AI umożliwia analizę zachowań konsumentów i przewidywanie, które produkty są najbardziej narażone na zwrot. – To pozwala na lepsze planowanie transportu, zmniejszenie liczby pustych przebiegów i efektywniejsze zarządzanie zasobami magazynowymi. Automatyzacja procesów nie tylko zwiększa efektywność, ale także staje się kluczowym elementem strategii zrównoważonego rozwoju firm – wskazuje Grzegorz Gojny.

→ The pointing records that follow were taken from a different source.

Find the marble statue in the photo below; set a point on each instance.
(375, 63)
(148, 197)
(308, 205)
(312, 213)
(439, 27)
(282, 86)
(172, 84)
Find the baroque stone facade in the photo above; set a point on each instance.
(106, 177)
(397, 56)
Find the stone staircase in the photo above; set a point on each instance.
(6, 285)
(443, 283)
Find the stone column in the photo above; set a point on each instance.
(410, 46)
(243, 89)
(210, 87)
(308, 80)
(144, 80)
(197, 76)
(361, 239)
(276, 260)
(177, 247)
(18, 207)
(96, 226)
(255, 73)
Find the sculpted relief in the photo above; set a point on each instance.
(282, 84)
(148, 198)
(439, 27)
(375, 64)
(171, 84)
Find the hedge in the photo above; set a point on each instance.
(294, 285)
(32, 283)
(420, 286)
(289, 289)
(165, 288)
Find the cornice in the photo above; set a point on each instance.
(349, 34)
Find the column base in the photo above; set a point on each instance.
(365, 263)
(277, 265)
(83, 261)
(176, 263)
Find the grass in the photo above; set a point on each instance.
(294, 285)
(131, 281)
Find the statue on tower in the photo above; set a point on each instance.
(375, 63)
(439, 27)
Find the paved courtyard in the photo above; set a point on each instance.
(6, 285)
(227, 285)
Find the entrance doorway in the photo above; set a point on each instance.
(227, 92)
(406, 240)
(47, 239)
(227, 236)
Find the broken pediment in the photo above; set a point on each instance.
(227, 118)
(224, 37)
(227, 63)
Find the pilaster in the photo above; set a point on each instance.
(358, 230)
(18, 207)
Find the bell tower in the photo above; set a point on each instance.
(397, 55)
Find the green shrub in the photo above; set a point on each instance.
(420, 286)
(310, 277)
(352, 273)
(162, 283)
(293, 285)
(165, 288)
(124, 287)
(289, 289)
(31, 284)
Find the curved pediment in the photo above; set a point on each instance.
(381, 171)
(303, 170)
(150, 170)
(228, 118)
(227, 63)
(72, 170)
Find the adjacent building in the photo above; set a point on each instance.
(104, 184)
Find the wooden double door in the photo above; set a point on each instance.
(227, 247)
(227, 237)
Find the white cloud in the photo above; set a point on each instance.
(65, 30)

Eksperci zaznaczają, że ograniczenie negatywnych skutków Black Friday dla środowiska wymaga wspólnej odpowiedzialności, spoczywającej zarówno na przedsiębiorstwach, jak i na konsumentach. Choć firmy coraz częściej inwestują w proekologiczne rozwiązania, ważne jest zintensyfikowanie edukacji klientów w zakresie konsekwencji masowych zwrotów. Podniesienie świadomości, promowanie odpowiedzialnych zachowań zakupowych i wykorzystanie analityki do przewidywania tendencji konsumenckich to działania, które mogą efektywnie ograniczyć skalę problemu.